Turismo in Sardegna: mancano i lavoratori o manca un’idea di futuro?
Ogni primavera, puntuale come il maestrale, si discute delle preoccupazioni degli/delle esercenti sardi/e sulla reperibilità delle risorse umane. Una ricerca spesso frustrante, vista la bellezza dell’isola e della fame di lavoro, per albergatori, ristoratori e gestori di stabilimenti balneari. E così, ancora una volta, la stagione turistica — che dovrebbe rappresentare una risorsa strategica per la Sardegna — si apre con l’ennesima emergenza annunciata.
Ma questa crisi, ormai strutturale, è davvero colpa solo dei lavoratori che “non hanno voglia di lavorare”? Sono da colpevolizzare gli/le esercenti nell’isola, come sostenuto dai tanti detrattori verso le presunte condizioni di ingaggio?Oppure andrebbe fatta una seria disamina circa l’assenza di politiche a sostegno dell’occupazione e dell’imprenditoria?
Criticità che si sommano alla condizione di insularità, che solo in Sardegna (e in poche altre isole del Mediterraneo) diventa un problema spesso insormontabile.

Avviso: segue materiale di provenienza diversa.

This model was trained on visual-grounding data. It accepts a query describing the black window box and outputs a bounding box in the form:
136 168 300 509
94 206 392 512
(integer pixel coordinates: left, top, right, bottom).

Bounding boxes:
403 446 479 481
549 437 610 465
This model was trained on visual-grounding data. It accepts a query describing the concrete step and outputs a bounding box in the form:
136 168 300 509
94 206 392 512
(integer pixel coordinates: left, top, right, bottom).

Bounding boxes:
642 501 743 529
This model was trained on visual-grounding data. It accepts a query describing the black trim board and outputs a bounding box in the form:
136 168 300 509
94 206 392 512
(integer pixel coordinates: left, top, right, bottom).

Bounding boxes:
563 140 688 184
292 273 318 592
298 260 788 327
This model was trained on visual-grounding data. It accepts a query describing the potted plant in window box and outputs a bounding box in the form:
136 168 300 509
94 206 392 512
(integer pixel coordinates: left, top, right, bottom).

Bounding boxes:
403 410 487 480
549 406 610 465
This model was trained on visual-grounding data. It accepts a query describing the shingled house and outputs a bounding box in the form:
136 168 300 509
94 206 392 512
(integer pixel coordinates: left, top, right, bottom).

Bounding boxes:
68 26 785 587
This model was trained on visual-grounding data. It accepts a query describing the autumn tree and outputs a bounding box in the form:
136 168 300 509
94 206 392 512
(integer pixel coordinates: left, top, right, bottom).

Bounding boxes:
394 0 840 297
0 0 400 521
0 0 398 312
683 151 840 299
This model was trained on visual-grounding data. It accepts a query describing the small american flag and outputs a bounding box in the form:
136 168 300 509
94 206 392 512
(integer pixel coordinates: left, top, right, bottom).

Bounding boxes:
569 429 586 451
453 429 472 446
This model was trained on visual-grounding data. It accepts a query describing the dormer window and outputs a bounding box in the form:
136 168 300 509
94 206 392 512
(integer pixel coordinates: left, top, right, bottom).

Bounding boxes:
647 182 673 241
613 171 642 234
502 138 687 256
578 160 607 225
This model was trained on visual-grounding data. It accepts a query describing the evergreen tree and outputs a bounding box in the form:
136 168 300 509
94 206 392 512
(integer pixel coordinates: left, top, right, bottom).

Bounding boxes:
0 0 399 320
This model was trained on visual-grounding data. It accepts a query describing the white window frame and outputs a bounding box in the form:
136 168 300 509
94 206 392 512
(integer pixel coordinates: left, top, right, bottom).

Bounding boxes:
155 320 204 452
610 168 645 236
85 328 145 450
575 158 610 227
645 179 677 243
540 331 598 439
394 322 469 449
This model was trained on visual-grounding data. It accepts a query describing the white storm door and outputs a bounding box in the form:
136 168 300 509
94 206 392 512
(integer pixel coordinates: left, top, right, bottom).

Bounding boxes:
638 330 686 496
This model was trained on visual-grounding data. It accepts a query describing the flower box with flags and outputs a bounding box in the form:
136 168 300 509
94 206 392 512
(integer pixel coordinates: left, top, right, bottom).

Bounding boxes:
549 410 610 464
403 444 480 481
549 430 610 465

Tra isolamento geografico, fragilità dei collegamenti, una stagionalità estrema e un sistema economico polarizzato (non parliamo dell’assurdo sistema fiscale italiano), mantenere in vita un’attività commerciale o ricettiva è una lotta quotidiana. Decisamente poco comprensibile da chi non ha mai gestito una beneamata…
Gli esercenti, in particolare, si muovono in un contesto ostile: le spese sono alte, i margini sono sempre più bassi e, di conseguenza, la programmazione è impossibile. Trovare personale disposto a trasferirsi per pochi mesi, spesso senza garanzie, non è facile. Eppure (contro ogni odds) nell’isola esistono molti imprenditori seri, che vorrebbero fare le cose per bene, ma sono abbandonati a sé stessi.
In parallelo, ancora, resta il tema delle regole di ingaggio per i lavoratori stagionali, fatto di orari estenuanti, contratti irregolari e salari sempre meno in linea con il costo della vita che, ricordiamolo, non aumenta di certo per le scelte imprenditoriali degli esercenti pubblici.
Si parla spesso di “rifiuto legittimo dello sfruttamento” dei/delle lavoratori/trici ma mai (valli a capire i limiti culturali dell’italiano/a medio/a) del diritto di impresa dell’imprenditore, visto sempre più come “il male assoluto” con l’obiettivo,celato ai più, di allargare il campo delle responsabilità alla classe politica incapace e al fisco italiano medioevale. Realtà che solo una partita IVA può comprendere. Decisamente non tra coloro che hanno il lusso (di questo bisogna parlare nel 2025) di avere un sostituto d’imposta.
La stessa politica regionale, mai citata in questo ambito conflittuale, che anziché occuparsi strutturalmente di questi problemi — dalla formazione professionale (quella seria però) alla mobilità, dall’housing temporaneo per i lavoratori all’incentivazione delle assunzioni regolari — si perde nei soliti giochi di potere. A dettare l’agenda politica regionale, infatti, non è la programmazione economica, ma la geografia delle lotizzazioni politiche, come dimostra plasticamente l’ennesimo commissariamento delle ASL, frutto di logiche spartitorie più che di un reale interesse per i servizi pubblici o la salute dei cittadini.
Lo stesso vale per il turismo: pochi strumenti efficaci, nessuna visione sistemica, tanti annunci. Si parla tanto di destagionalizzazione, di qualità, di attrazione dei flussi internazionali, ma nel frattempo non si affrontano le questioni fondamentali. Si pensa giusto alle “solite milionate” per il finanziamento delle solite “rassegne turistiche autoreferenziali”. La bassa politica, infatti, non può andare oltre schemi desueti e fallimentari.
Servirebbe, invece, un patto sociale, non iniziative calate dall’alto e di scarso impatto per il sostegno all’inclusione lavorativa dei sardi e del diritto di impresa nell’Isola.
Senza un cambio di passo — vero, strutturale, culturale — la Sardegna sarà ancora condannata a vivere ogni stagione turistica come un miracolo a metà. Gli esercenti continueranno a lamentarsi. I lavoratori continueranno a rifiutare proposte di lavoro o, peggio, ad accettare uno status di inattività. Mentre il turismo, una delle ricchezze dell’isola, resterà prigioniero della precarietà e dell’improvvisazione.
E finché non cambierà questo impianto paradigmatico, l’unica cosa veramente stagionale sarà il dibattito stanco e inconcludente sul perché “non si trova personale”.